正午近くなって起き出した尚也は、姉の歩美に電話して、姪のナミが予定通り無傷で解放されたことを確認する。歩美は涙声を殺していた。ナミは学校を休んで自分の部屋で眠っているのだと言っていた。
ナミ本人に話を聞いてみたい気もしたが、被害者の心の傷を抉るような真似をわざわざするのも気が引けた。かつてのように、それが仕事でしかも相手が赤の他人なら、食い下がらざるを得ないのだけれど。
それでも、とりあえず尚也は姉のマンションに向かっていた。辿り着くまでに電車で1時間ほど。車内の空き時間にも、PDAと折りたたみキーボードを広げてひたすらに書き続ける。
昨夜からずっと続けている記録。一般人の妄想と捉えられてもいいとルゥは言っていたから、あまり深く考えることなく、『本命』以外の誘拐を、ただ事実を並べる程度に記録する。『本命』は──これから起こる。だから詳しいことはまだ書かない。もうすぐこの事件は終わる、そう予告された一文があるだけだ。
電車を降りてから少し歩いてマンションへ。歩美は真昼間からカーテンを閉めて家に引きこもっていた。マスコミらしきカメラなどがマンションの外にウロついていたと聞いて納得する。
誘拐の話を母である歩美から聞けるだろうかと不安に思っていたが、それはまるっきりの杞憂だった。歩美は誰かに話したくて仕方がなかったのか、尚也に口を挟む間も与えずひたすら喋り続けてくれた。歩美の夫はやたらに忙しい人だから、多分誰も腰を据えて話す相手がいなかったのだろう。
──駅からマンションを挟んで郊外に離れる方向にあるナミの学校は、田んぼの中に建っている。元々、決して煌々と明るいとは言えないような通学路なのだ。暗くなる時間が早くなってからは、治安を不安視する声は前々から出ていた。でもその対策が後手に回っている間に、ナミは被害者第一号になってしまった。

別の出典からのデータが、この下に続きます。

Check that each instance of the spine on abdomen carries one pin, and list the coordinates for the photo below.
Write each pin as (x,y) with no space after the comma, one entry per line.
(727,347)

下校中。川べりの土手の、普通車2台が何とかすれ違える程度の細い道。そこで若い男がナミを車に引っ張り込んだ。
咄嗟のことで何が何だか判らなかったナミは、茫然としたまま男のアパートに連れ込まれた。
耐えずひくひくと小声で笑いながら、男はナミに一緒に食事をするように強制した。逆らうと何をされるのかが恐ろしくて、ナミは黙って出されたレトルトカレーを食べた。男は独りで笑い続けながらナミにひっきりなしに話しかけていたが、恐怖で頭が一杯だったナミには何を話しているのか理解するエネルギーがなかった。

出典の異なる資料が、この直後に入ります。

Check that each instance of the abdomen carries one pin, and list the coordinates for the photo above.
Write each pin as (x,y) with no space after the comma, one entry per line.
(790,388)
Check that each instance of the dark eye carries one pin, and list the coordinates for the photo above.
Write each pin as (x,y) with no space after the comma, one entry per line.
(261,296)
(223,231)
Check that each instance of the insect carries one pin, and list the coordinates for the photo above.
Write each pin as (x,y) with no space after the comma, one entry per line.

食事が終わると、まるでナミなどそこにいないかのように、男はパソコンに向かったりゲームをしたり携帯をいじったりしていた。ただ、ナミが隙を見て逃げようとすると、不気味な笑い声と共に止めに入る。イタズラや殺害が目的ではなさそうだとは理解したが、怖いことには変わりがなかった。
男は眠る様子がなく、ナミも一睡も出来なかった。
それから24時間もしないうちに警察が男の部屋に乗り込んで来る。誘拐された瞬間の目撃証言と、このアパートに入るまでの様子を見かけていた近所の人の通報と、2つが的確だったために早期解決が可能だったのだそうだ。
約1時間ほど、歩美は喋り通していた。話し終えた姉は、少しだけ胸のつかえが下りたように尚也には見えた。精一杯の優しさを込めてナミの無事を喜び、励ますと、涙ぐんだ姉は小さな少女のようにこくんと頷いた。
駅で帰りの電車を待つ間に、元同僚に電話する。
ルゥに見せられた新聞コラムの話を出すと、元同僚はすぐに思い当たったように「ああ」と答えた。「目撃者が言ってる車のナンバーが正確って話ね」
「あの目撃者について何か知らない?」
「いや、詳しくは何も。いつも匿名らしいとは聞いてるけど」
「……匿名か」
「何、須藤こそ何かつかんだわけ? タレコミ?」
笑い含みの声に、どうしようかと一瞬迷った後に尚也は口を開いた。
「実はその……俺の親戚が被害者になっちゃって」
電話の向こうで息を呑む気配がした。
「通報者、特定出来るような情報あるんだったら、会ってお礼が言ってみたかったんだ。早くて正確な通報のお蔭で、大きな被害もなく解放されたから」
少しだけ息を吐く音がした後で。
「……そういうことなら、役には立てない。さすがに警察だって、名乗ってない通報の個人情報までは特定出来ないよ」
ほんの少しの気まずさが漂う。
「だよな……いつも同じ人物だったとかいうミステリーもなし?」
「……へ?」
明らかに不意を突かれたように腑抜けた返事だった。
「いや、なんでもない、ゴメン、ありがとう」
ごまかすように少しだけ笑って電話を切った。
姉のマンションを出て、少しだけ買い物をしてからアパートに戻る頃には、時刻は既に夕刻となり薄闇が広がっていた。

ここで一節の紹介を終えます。